L’oreille qui écoute, celle qui contemple et fait l’événement de l’écoute, est le texte lui-même, cette écriture de phrases brèves, sèches, factuelles et lyriques en même temps, écrites dans « les marges de la raison » puisque c’est là que le monde peut être perçu. Des phrases qui ne s’encombrent de rien, tendues vers les signes du monde, vers le fait qu’il y a un monde, qu’il y a des migrants persécutés par la police française, qu’il y a des populations qui, en Syrie, au Liban, subissent l’injustice et la mort, qu’il y a des loups qui dansent, des papillons, des oiseaux, des plantes…

 

Les phrases de Claude Favre énumèrent de tels faits, les compactent ou contractent pour faire exister la force de leur présence, pour que l’on en perçoive la beauté ou l’intolérable, que l’on devienne réellement sensibles à la mort qu’ils charrient aussi bien qu’à la vie qu’ils affirment encore et encore.

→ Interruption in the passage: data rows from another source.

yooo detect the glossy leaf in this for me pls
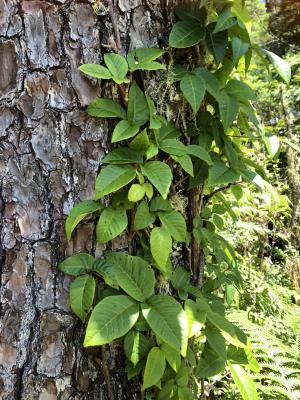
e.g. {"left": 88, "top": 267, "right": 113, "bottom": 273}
{"left": 150, "top": 227, "right": 172, "bottom": 273}
{"left": 95, "top": 165, "right": 136, "bottom": 199}
{"left": 141, "top": 161, "right": 172, "bottom": 199}
{"left": 84, "top": 295, "right": 139, "bottom": 346}
{"left": 127, "top": 82, "right": 149, "bottom": 126}
{"left": 59, "top": 253, "right": 94, "bottom": 276}
{"left": 96, "top": 207, "right": 128, "bottom": 243}
{"left": 79, "top": 64, "right": 112, "bottom": 79}
{"left": 87, "top": 98, "right": 126, "bottom": 119}
{"left": 111, "top": 120, "right": 140, "bottom": 143}
{"left": 65, "top": 200, "right": 103, "bottom": 240}
{"left": 70, "top": 274, "right": 95, "bottom": 322}
{"left": 180, "top": 73, "right": 206, "bottom": 114}
{"left": 105, "top": 251, "right": 155, "bottom": 302}
{"left": 142, "top": 347, "right": 166, "bottom": 390}
{"left": 169, "top": 21, "right": 205, "bottom": 48}
{"left": 141, "top": 294, "right": 188, "bottom": 356}
{"left": 159, "top": 210, "right": 187, "bottom": 242}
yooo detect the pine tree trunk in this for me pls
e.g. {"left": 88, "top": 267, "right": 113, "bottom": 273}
{"left": 0, "top": 1, "right": 172, "bottom": 398}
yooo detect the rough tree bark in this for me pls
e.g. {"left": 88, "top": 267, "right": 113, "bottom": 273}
{"left": 0, "top": 1, "right": 172, "bottom": 398}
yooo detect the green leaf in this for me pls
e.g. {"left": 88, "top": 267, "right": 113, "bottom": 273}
{"left": 232, "top": 37, "right": 249, "bottom": 66}
{"left": 59, "top": 253, "right": 94, "bottom": 276}
{"left": 141, "top": 294, "right": 188, "bottom": 356}
{"left": 169, "top": 21, "right": 205, "bottom": 49}
{"left": 141, "top": 161, "right": 172, "bottom": 199}
{"left": 172, "top": 154, "right": 194, "bottom": 176}
{"left": 207, "top": 161, "right": 239, "bottom": 187}
{"left": 134, "top": 201, "right": 156, "bottom": 230}
{"left": 102, "top": 148, "right": 143, "bottom": 165}
{"left": 65, "top": 200, "right": 103, "bottom": 240}
{"left": 185, "top": 299, "right": 206, "bottom": 337}
{"left": 175, "top": 2, "right": 207, "bottom": 23}
{"left": 143, "top": 183, "right": 153, "bottom": 199}
{"left": 161, "top": 343, "right": 181, "bottom": 372}
{"left": 262, "top": 133, "right": 280, "bottom": 158}
{"left": 70, "top": 274, "right": 95, "bottom": 322}
{"left": 207, "top": 311, "right": 246, "bottom": 347}
{"left": 283, "top": 138, "right": 300, "bottom": 153}
{"left": 171, "top": 267, "right": 190, "bottom": 292}
{"left": 180, "top": 73, "right": 205, "bottom": 114}
{"left": 84, "top": 295, "right": 139, "bottom": 346}
{"left": 87, "top": 98, "right": 126, "bottom": 119}
{"left": 226, "top": 80, "right": 256, "bottom": 102}
{"left": 128, "top": 184, "right": 145, "bottom": 202}
{"left": 96, "top": 207, "right": 127, "bottom": 243}
{"left": 218, "top": 91, "right": 239, "bottom": 130}
{"left": 79, "top": 64, "right": 112, "bottom": 79}
{"left": 95, "top": 165, "right": 136, "bottom": 199}
{"left": 176, "top": 366, "right": 190, "bottom": 387}
{"left": 104, "top": 53, "right": 128, "bottom": 83}
{"left": 178, "top": 387, "right": 193, "bottom": 400}
{"left": 194, "top": 67, "right": 221, "bottom": 100}
{"left": 130, "top": 129, "right": 150, "bottom": 154}
{"left": 206, "top": 325, "right": 227, "bottom": 360}
{"left": 197, "top": 346, "right": 226, "bottom": 377}
{"left": 150, "top": 196, "right": 173, "bottom": 212}
{"left": 187, "top": 145, "right": 212, "bottom": 165}
{"left": 127, "top": 48, "right": 165, "bottom": 72}
{"left": 142, "top": 347, "right": 166, "bottom": 390}
{"left": 127, "top": 82, "right": 149, "bottom": 126}
{"left": 213, "top": 7, "right": 236, "bottom": 33}
{"left": 160, "top": 139, "right": 188, "bottom": 156}
{"left": 205, "top": 23, "right": 228, "bottom": 64}
{"left": 159, "top": 210, "right": 186, "bottom": 242}
{"left": 105, "top": 251, "right": 155, "bottom": 302}
{"left": 228, "top": 363, "right": 258, "bottom": 400}
{"left": 124, "top": 331, "right": 151, "bottom": 366}
{"left": 111, "top": 120, "right": 140, "bottom": 143}
{"left": 146, "top": 95, "right": 162, "bottom": 130}
{"left": 264, "top": 49, "right": 291, "bottom": 84}
{"left": 150, "top": 227, "right": 172, "bottom": 273}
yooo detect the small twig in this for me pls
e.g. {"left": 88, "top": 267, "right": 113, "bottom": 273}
{"left": 204, "top": 180, "right": 243, "bottom": 204}
{"left": 106, "top": 0, "right": 122, "bottom": 52}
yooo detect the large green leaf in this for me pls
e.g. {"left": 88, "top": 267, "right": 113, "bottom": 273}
{"left": 197, "top": 346, "right": 226, "bottom": 377}
{"left": 141, "top": 161, "right": 172, "bottom": 199}
{"left": 161, "top": 342, "right": 181, "bottom": 372}
{"left": 127, "top": 48, "right": 165, "bottom": 72}
{"left": 150, "top": 227, "right": 172, "bottom": 273}
{"left": 142, "top": 347, "right": 166, "bottom": 390}
{"left": 101, "top": 148, "right": 143, "bottom": 165}
{"left": 159, "top": 210, "right": 187, "bottom": 242}
{"left": 127, "top": 82, "right": 149, "bottom": 126}
{"left": 180, "top": 73, "right": 206, "bottom": 114}
{"left": 185, "top": 299, "right": 206, "bottom": 338}
{"left": 171, "top": 155, "right": 194, "bottom": 176}
{"left": 187, "top": 145, "right": 212, "bottom": 165}
{"left": 150, "top": 196, "right": 173, "bottom": 212}
{"left": 104, "top": 53, "right": 128, "bottom": 84}
{"left": 207, "top": 161, "right": 239, "bottom": 187}
{"left": 206, "top": 325, "right": 227, "bottom": 360}
{"left": 111, "top": 120, "right": 140, "bottom": 143}
{"left": 124, "top": 331, "right": 151, "bottom": 366}
{"left": 134, "top": 201, "right": 156, "bottom": 230}
{"left": 79, "top": 64, "right": 112, "bottom": 79}
{"left": 213, "top": 7, "right": 237, "bottom": 33}
{"left": 95, "top": 165, "right": 136, "bottom": 199}
{"left": 105, "top": 251, "right": 155, "bottom": 302}
{"left": 96, "top": 207, "right": 128, "bottom": 243}
{"left": 84, "top": 295, "right": 139, "bottom": 346}
{"left": 87, "top": 98, "right": 126, "bottom": 119}
{"left": 264, "top": 49, "right": 291, "bottom": 84}
{"left": 207, "top": 311, "right": 246, "bottom": 347}
{"left": 59, "top": 253, "right": 94, "bottom": 276}
{"left": 228, "top": 363, "right": 258, "bottom": 400}
{"left": 218, "top": 91, "right": 239, "bottom": 130}
{"left": 169, "top": 21, "right": 205, "bottom": 48}
{"left": 65, "top": 200, "right": 103, "bottom": 240}
{"left": 194, "top": 67, "right": 221, "bottom": 100}
{"left": 226, "top": 80, "right": 256, "bottom": 102}
{"left": 175, "top": 2, "right": 207, "bottom": 23}
{"left": 159, "top": 139, "right": 187, "bottom": 156}
{"left": 205, "top": 23, "right": 228, "bottom": 64}
{"left": 141, "top": 294, "right": 188, "bottom": 356}
{"left": 232, "top": 37, "right": 249, "bottom": 66}
{"left": 70, "top": 274, "right": 95, "bottom": 322}
{"left": 129, "top": 129, "right": 150, "bottom": 155}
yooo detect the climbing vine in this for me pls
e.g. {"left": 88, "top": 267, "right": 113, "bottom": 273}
{"left": 58, "top": 1, "right": 291, "bottom": 398}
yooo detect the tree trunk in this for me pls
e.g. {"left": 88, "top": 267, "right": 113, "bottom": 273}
{"left": 0, "top": 1, "right": 171, "bottom": 398}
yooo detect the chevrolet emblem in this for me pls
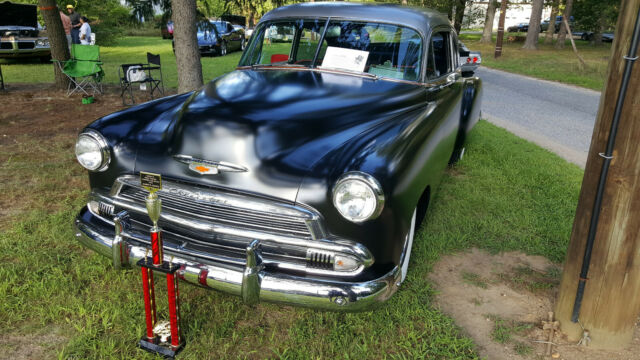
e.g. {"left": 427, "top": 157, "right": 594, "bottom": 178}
{"left": 174, "top": 155, "right": 248, "bottom": 175}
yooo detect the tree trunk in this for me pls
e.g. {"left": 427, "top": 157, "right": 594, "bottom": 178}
{"left": 544, "top": 0, "right": 559, "bottom": 45}
{"left": 171, "top": 0, "right": 203, "bottom": 93}
{"left": 38, "top": 0, "right": 70, "bottom": 90}
{"left": 555, "top": 0, "right": 573, "bottom": 49}
{"left": 594, "top": 11, "right": 607, "bottom": 46}
{"left": 522, "top": 0, "right": 544, "bottom": 50}
{"left": 494, "top": 0, "right": 508, "bottom": 58}
{"left": 453, "top": 0, "right": 467, "bottom": 34}
{"left": 555, "top": 0, "right": 640, "bottom": 349}
{"left": 480, "top": 0, "right": 498, "bottom": 44}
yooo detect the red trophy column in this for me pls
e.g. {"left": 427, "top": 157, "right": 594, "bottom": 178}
{"left": 137, "top": 172, "right": 184, "bottom": 358}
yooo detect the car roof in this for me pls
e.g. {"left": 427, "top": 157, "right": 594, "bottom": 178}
{"left": 260, "top": 2, "right": 452, "bottom": 38}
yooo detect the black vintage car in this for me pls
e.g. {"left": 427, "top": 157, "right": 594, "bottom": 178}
{"left": 74, "top": 3, "right": 482, "bottom": 311}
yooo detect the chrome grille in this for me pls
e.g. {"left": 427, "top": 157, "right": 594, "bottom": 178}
{"left": 114, "top": 179, "right": 313, "bottom": 240}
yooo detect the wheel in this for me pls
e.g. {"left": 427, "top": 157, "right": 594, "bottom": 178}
{"left": 399, "top": 208, "right": 417, "bottom": 283}
{"left": 220, "top": 42, "right": 227, "bottom": 56}
{"left": 241, "top": 38, "right": 246, "bottom": 51}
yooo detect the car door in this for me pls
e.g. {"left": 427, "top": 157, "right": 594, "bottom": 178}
{"left": 424, "top": 28, "right": 463, "bottom": 173}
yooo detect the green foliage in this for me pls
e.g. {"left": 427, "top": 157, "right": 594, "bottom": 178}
{"left": 573, "top": 0, "right": 618, "bottom": 33}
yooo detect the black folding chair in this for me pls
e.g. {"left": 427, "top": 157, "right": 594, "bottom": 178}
{"left": 119, "top": 52, "right": 165, "bottom": 105}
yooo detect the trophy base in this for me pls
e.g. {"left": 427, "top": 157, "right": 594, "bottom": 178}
{"left": 138, "top": 337, "right": 184, "bottom": 358}
{"left": 137, "top": 257, "right": 181, "bottom": 274}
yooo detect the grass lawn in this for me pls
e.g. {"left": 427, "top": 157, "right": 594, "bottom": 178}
{"left": 0, "top": 119, "right": 584, "bottom": 359}
{"left": 460, "top": 33, "right": 612, "bottom": 91}
{"left": 0, "top": 37, "right": 243, "bottom": 89}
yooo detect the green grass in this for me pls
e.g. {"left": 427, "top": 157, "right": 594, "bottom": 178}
{"left": 461, "top": 272, "right": 489, "bottom": 289}
{"left": 460, "top": 33, "right": 612, "bottom": 91}
{"left": 0, "top": 121, "right": 584, "bottom": 358}
{"left": 0, "top": 37, "right": 242, "bottom": 89}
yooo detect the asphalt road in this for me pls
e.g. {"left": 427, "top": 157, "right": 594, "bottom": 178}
{"left": 476, "top": 67, "right": 601, "bottom": 168}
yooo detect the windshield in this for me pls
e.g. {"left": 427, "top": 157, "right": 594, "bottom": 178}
{"left": 198, "top": 21, "right": 226, "bottom": 34}
{"left": 239, "top": 19, "right": 423, "bottom": 82}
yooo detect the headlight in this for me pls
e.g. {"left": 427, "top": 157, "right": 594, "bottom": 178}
{"left": 75, "top": 129, "right": 110, "bottom": 171}
{"left": 332, "top": 172, "right": 384, "bottom": 223}
{"left": 36, "top": 39, "right": 49, "bottom": 47}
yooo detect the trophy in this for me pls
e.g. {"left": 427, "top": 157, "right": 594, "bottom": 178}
{"left": 137, "top": 172, "right": 184, "bottom": 358}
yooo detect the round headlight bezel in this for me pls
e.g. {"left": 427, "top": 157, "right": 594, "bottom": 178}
{"left": 75, "top": 129, "right": 110, "bottom": 172}
{"left": 332, "top": 172, "right": 385, "bottom": 223}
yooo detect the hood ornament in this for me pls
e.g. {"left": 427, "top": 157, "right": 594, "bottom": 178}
{"left": 173, "top": 154, "right": 248, "bottom": 175}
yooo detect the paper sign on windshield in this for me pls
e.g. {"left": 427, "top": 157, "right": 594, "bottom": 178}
{"left": 320, "top": 47, "right": 369, "bottom": 73}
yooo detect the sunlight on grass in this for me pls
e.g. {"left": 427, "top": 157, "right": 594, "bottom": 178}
{"left": 0, "top": 37, "right": 242, "bottom": 89}
{"left": 460, "top": 33, "right": 611, "bottom": 91}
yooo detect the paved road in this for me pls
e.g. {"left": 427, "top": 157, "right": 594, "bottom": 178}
{"left": 476, "top": 67, "right": 601, "bottom": 168}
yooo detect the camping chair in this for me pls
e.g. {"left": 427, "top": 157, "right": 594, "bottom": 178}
{"left": 0, "top": 64, "right": 4, "bottom": 90}
{"left": 119, "top": 52, "right": 165, "bottom": 106}
{"left": 52, "top": 44, "right": 104, "bottom": 96}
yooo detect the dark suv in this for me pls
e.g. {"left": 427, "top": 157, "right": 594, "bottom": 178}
{"left": 540, "top": 15, "right": 574, "bottom": 33}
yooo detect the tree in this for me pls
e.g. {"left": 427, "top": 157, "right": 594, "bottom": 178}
{"left": 494, "top": 0, "right": 508, "bottom": 58}
{"left": 172, "top": 0, "right": 203, "bottom": 93}
{"left": 543, "top": 0, "right": 559, "bottom": 45}
{"left": 453, "top": 0, "right": 468, "bottom": 34}
{"left": 38, "top": 0, "right": 69, "bottom": 90}
{"left": 555, "top": 0, "right": 640, "bottom": 347}
{"left": 480, "top": 0, "right": 498, "bottom": 44}
{"left": 522, "top": 0, "right": 544, "bottom": 49}
{"left": 554, "top": 0, "right": 573, "bottom": 49}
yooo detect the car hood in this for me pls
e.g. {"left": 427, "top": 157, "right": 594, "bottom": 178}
{"left": 105, "top": 70, "right": 426, "bottom": 202}
{"left": 0, "top": 2, "right": 37, "bottom": 28}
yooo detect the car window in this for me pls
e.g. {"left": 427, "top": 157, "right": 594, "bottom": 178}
{"left": 321, "top": 21, "right": 422, "bottom": 81}
{"left": 240, "top": 19, "right": 423, "bottom": 82}
{"left": 428, "top": 31, "right": 451, "bottom": 79}
{"left": 241, "top": 19, "right": 325, "bottom": 66}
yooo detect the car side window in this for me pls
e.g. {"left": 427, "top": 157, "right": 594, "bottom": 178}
{"left": 428, "top": 31, "right": 451, "bottom": 79}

Des phrases comme des notes, des syntagmes brefs emplis tout entier du fait, de l’événement de ce qui est dans le monde, de ce qui est le monde : une mort, une vie, un oiseau, une pluie, du riz qui bout, une respiration, des « Echos du monde, échos des silences », la douleur d’un dauphin, quelque chose qui arrive comme, par exemple, une plus grande proximité avec les bêtes, un effacement de soi…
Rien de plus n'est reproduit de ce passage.